Abstract A007: Intratumoral delivery of inactivated vaccinia virus is more efficacious than live oncolytic vaccinia virus in murine bilateral tumor implantation models

Poxviruses are large cytoplasmic DNA viruses that have potentials as vaccine vectors and oncolytic agents. Although almost all of the oncolytic vaccinia viruses that are being investigated in clinical trials are replication competent, it is still unclear how these viruses exert antitumor immunologic effects, and whether viral replication is even necessary to achieve systemic antitumor efficacy. In this study, we compared therapeutic efficacy of the intratumoral delivery of the live, attenuated, replication competent oncolytic vaccinia virus expressing mGM-CSF (VC-TK−-mGM-CSF)vs. its heat-inactivated counterpart (iVC-TK−-mGM-CSF) in two bilateral tumor implantation models- B16-F10 murine melanoma and MC38 colon adenocarcinoma. We found that intratumoral injection of inactivated virus exerted stronger systemic antitumor effects than the live virus. FACS analyses of tumor infiltrating immune cells revealed that intratumoral injection of iVC-TK−-mGM-CSF lead to increased percentages and numbers of activating effector CD8+ and CD4+ T cells and reduced percentages and numbers of CD4+Foxp3+ regulatory T cells in the non-injected tumors compared with intratumoral delivery of the live virus. Infection of bone marrow-derived dendritic cells (DCs) with iVC-TK−-mGM-CSF induced type I IFN and proinflammatory cytokine and chemokine production and DC maturation, whereas the live virus did not.

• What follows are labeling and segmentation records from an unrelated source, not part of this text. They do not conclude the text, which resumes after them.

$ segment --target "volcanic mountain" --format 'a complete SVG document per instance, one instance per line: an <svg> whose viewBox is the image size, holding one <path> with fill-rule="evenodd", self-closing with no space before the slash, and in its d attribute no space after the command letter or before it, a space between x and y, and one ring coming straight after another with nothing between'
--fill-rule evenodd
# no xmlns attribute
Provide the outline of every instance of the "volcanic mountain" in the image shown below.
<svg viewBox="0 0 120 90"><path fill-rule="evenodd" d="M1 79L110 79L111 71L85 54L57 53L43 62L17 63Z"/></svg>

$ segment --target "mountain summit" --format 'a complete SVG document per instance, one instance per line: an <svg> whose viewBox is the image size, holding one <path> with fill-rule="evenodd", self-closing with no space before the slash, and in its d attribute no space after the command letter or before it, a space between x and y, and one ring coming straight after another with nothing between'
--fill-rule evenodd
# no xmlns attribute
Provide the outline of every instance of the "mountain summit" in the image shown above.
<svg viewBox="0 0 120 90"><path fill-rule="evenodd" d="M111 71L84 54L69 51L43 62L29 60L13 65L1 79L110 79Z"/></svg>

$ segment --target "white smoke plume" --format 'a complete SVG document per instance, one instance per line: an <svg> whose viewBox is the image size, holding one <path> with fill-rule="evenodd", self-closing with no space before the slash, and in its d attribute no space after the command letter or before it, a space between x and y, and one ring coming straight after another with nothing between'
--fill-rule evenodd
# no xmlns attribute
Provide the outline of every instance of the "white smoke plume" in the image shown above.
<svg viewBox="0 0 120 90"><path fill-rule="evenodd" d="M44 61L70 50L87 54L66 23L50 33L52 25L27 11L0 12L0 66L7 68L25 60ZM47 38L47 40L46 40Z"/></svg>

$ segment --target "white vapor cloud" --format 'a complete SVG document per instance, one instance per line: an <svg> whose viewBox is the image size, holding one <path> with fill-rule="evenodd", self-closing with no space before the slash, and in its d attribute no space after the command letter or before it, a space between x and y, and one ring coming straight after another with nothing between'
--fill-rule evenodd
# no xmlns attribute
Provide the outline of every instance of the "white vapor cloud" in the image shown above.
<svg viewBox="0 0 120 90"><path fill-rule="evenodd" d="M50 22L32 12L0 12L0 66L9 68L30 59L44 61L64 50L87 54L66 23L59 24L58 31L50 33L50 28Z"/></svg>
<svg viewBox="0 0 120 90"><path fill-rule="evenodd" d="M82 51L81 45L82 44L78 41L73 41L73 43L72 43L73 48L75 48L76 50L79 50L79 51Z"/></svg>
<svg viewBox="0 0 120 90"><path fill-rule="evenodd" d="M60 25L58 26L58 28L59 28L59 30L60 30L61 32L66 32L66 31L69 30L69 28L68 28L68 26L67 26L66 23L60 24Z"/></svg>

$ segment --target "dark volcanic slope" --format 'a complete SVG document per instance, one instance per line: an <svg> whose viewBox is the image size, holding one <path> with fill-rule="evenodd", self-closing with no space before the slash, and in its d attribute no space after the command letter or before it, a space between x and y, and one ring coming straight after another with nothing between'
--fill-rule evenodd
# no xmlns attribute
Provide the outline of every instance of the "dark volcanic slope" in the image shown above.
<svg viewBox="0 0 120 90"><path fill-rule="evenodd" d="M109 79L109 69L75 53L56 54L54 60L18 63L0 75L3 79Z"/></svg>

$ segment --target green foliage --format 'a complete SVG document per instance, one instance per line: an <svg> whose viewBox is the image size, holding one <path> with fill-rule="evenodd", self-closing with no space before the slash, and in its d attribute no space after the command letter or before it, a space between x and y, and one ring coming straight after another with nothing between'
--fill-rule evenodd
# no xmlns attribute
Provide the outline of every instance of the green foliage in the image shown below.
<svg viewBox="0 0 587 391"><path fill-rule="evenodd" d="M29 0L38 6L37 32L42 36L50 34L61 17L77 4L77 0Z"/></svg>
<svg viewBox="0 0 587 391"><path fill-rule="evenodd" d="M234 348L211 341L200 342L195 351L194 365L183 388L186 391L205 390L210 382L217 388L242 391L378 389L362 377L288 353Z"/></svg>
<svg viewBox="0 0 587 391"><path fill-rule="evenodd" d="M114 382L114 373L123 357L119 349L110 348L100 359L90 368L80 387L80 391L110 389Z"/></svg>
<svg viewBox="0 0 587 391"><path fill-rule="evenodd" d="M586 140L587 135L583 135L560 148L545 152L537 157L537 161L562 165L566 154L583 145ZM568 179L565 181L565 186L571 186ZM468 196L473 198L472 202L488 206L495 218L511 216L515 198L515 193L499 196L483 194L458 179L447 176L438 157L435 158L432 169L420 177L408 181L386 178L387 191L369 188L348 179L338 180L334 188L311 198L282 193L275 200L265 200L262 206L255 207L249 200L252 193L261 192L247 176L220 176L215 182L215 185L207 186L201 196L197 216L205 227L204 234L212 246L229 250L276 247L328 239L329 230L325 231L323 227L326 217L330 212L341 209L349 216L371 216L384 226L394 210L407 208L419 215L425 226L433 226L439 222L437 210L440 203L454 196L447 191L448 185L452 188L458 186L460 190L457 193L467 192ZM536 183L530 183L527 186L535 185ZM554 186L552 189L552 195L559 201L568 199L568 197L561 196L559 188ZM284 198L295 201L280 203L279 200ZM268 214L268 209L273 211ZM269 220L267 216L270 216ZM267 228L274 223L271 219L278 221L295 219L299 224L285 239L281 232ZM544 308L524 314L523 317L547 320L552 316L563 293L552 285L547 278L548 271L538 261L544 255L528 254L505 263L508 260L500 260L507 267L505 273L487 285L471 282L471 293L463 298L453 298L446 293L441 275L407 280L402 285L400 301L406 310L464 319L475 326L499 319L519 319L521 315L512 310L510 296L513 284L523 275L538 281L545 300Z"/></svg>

Taken together, our results demonstrate that intratumoral delivery of inactivated vaccina virus is safer and more efficacious than live oncolytic vaccinia virus expressing mGM-CSF in two murine bilateral tumor implantation models. Our findings have important implications for the design of poxviral-based immunotherapeutics for patients with metastatic cancers. Note: This abstract was not presented at the conference. Citation Format: Weiyi Wang, Peihong Dai, Ning Yang, Stewart Shuman, Taha Merghoub, Jedd D. Wolchok, Liang Deng. Intratumoral delivery of inactivated vaccinia virus is more efficacious than live oncolytic vaccinia virus in murine bilateral tumor implantation models [abstract]. In: Proceedings of the Second CRI-CIMT-EATI-AACR International Cancer Immunotherapy Conference: Translating Science into Survival; 2016 Sept 25-28; New York, NY. Philadelphia (PA): AACR; Cancer Immunol Res 2016;4(11 Suppl):Abstract nr A007.